Kubernetes Fails: 3 ways to kill your clusters
Posted: | More posts about kubernetesKubernetes has its virtues and is worth investing in, but it is undoubtedly complex and comes with many operational challenges. We faced many of them on our journey towards "cloud native" at Zalando.
We constantly learned from other organizations that shared their failures and insights, so I started to compile a list of public failure/horror stories related to Kubernetes. The goal was to make it easier for people tasked with operations to find outage reports to learn from.
Many of these failures had a few things in common. Here are the factors that contributed to failure.
Missing Operational Maturity
Infrastructure operations is a challenge for most organizations and the transformation towards end-to-end responsibility ("DevOps", "you build it, you run it") is often in full swing. Smaller organizations usually use a tool to bootstrap a cluster (e.g. kops), but do not dedicate time to set up full continuous delivery for the infrastructure. This leads to painful manual Kubernetes upgrades, untested infrastructure changes, and brittle clusters. The same situation applies to managed infrastructure, as cloud offerings never come with all batteries included. Infrastructure changes should get at least the same attention and rigor as your customer-facing app deployments. [1]
Upstream Kubernetes/Docker issues
Some of the failures can be attributed to upstream issues, e.g. Docker daemon hanging, issues with kubelet not reconnecting to the control plane, Kernel CPU throttling bugs, unsafe CronJob defaults, and kubelet memory leaks.
If you hit an upstream issue—congratulations! You can follow or file an upstream issue and hope or contribute a fix helping many others. I would expect this class of failure causes to get smaller over time as CNCF projects mature and the user base grows, making it less probable that you will be the first to hit an upstream issue.
Cloud/organization Integrations
Kubernetes comes in more than one flavor: There are many possible combinations of Kubernetes components and configurations. Kubernetes needs to interact with your cloud platform, such as Google Cloud or AWS, and your existing IT landscape. And all of these integrations can lead to failure scenarios.
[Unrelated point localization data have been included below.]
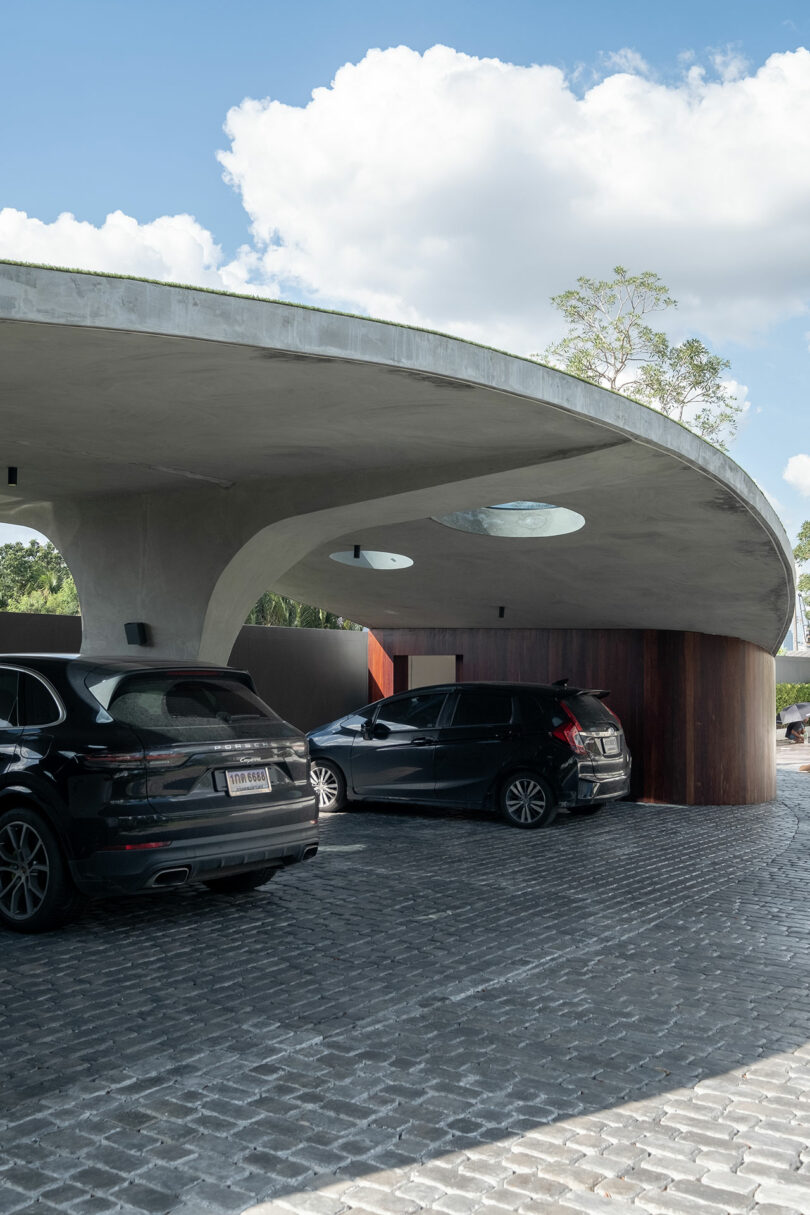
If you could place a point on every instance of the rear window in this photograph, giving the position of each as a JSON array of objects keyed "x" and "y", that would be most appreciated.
[
  {"x": 589, "y": 712},
  {"x": 168, "y": 704},
  {"x": 544, "y": 713},
  {"x": 483, "y": 708}
]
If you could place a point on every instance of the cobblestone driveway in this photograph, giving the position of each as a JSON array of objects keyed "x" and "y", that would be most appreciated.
[{"x": 440, "y": 1012}]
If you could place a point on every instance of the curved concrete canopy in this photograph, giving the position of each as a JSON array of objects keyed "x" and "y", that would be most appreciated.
[{"x": 188, "y": 450}]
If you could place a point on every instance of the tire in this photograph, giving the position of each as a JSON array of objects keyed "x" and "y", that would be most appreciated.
[
  {"x": 526, "y": 801},
  {"x": 239, "y": 883},
  {"x": 35, "y": 888},
  {"x": 329, "y": 785}
]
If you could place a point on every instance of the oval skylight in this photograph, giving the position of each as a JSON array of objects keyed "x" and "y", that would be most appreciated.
[
  {"x": 370, "y": 559},
  {"x": 515, "y": 520}
]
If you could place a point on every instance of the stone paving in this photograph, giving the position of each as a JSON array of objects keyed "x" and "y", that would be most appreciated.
[{"x": 439, "y": 1013}]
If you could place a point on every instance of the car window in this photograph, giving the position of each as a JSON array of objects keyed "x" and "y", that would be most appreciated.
[
  {"x": 38, "y": 704},
  {"x": 590, "y": 712},
  {"x": 162, "y": 702},
  {"x": 9, "y": 698},
  {"x": 483, "y": 708},
  {"x": 417, "y": 712}
]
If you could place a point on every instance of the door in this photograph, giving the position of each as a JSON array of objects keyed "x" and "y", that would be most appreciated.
[
  {"x": 480, "y": 740},
  {"x": 10, "y": 729},
  {"x": 394, "y": 757}
]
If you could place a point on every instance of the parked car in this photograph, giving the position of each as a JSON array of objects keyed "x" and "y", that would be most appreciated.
[
  {"x": 118, "y": 776},
  {"x": 524, "y": 750}
]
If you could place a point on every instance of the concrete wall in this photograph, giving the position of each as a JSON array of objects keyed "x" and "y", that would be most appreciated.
[
  {"x": 309, "y": 676},
  {"x": 793, "y": 670}
]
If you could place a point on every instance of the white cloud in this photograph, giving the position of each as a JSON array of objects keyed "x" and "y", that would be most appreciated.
[
  {"x": 174, "y": 247},
  {"x": 459, "y": 192},
  {"x": 797, "y": 474},
  {"x": 627, "y": 60}
]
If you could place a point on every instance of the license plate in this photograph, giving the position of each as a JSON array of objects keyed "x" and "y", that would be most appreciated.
[{"x": 248, "y": 780}]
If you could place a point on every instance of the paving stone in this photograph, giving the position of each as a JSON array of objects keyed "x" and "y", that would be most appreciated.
[{"x": 650, "y": 1032}]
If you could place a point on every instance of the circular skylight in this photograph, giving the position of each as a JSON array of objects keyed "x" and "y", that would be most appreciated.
[
  {"x": 369, "y": 559},
  {"x": 515, "y": 519}
]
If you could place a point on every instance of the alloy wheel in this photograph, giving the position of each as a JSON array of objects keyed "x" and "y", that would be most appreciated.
[
  {"x": 525, "y": 800},
  {"x": 326, "y": 785},
  {"x": 24, "y": 870}
]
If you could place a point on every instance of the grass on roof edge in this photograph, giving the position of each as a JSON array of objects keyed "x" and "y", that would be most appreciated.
[{"x": 360, "y": 316}]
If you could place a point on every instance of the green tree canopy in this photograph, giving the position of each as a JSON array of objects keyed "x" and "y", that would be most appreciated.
[
  {"x": 802, "y": 554},
  {"x": 610, "y": 342},
  {"x": 34, "y": 578},
  {"x": 275, "y": 609}
]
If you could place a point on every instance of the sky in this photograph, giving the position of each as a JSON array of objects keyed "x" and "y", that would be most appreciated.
[{"x": 446, "y": 164}]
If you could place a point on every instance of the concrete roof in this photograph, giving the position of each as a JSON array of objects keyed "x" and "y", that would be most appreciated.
[{"x": 343, "y": 430}]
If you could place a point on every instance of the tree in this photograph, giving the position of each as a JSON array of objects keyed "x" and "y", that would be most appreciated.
[
  {"x": 611, "y": 343},
  {"x": 34, "y": 578},
  {"x": 802, "y": 555},
  {"x": 273, "y": 609}
]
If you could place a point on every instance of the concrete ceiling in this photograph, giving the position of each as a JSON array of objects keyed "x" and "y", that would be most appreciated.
[{"x": 360, "y": 431}]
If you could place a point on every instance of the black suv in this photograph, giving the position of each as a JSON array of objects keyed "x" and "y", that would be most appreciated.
[
  {"x": 120, "y": 776},
  {"x": 522, "y": 749}
]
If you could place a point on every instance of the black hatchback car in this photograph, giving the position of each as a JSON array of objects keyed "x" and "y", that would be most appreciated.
[
  {"x": 524, "y": 750},
  {"x": 122, "y": 776}
]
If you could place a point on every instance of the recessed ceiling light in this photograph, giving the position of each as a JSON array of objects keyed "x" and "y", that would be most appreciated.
[
  {"x": 369, "y": 559},
  {"x": 515, "y": 520}
]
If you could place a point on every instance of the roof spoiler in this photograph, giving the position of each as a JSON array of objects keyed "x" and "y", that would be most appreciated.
[{"x": 562, "y": 687}]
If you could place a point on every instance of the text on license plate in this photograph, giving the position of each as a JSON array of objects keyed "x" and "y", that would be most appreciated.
[{"x": 248, "y": 780}]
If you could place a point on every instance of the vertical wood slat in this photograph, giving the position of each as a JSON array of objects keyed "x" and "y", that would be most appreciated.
[{"x": 697, "y": 710}]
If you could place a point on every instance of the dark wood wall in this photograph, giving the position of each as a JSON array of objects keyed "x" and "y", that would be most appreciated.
[{"x": 697, "y": 710}]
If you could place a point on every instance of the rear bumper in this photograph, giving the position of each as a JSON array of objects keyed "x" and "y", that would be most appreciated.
[
  {"x": 595, "y": 787},
  {"x": 126, "y": 872}
]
We saw Kubernetes' AWS cloud provider code easily hit AWS API rate limits and have problems with EBS persistent volume attachments. Using the AWS ELB with dynamic IPs caused problems with kubelet losing connections. The AWS IAM integration (kube2iam) is notoriously prone to race conditions.
Human Error
Let us be clear: There is no such thing as "human error" as a root cause. If your Root Case Analysis (RCA) concludes with "human error", start over and ask some hard questions.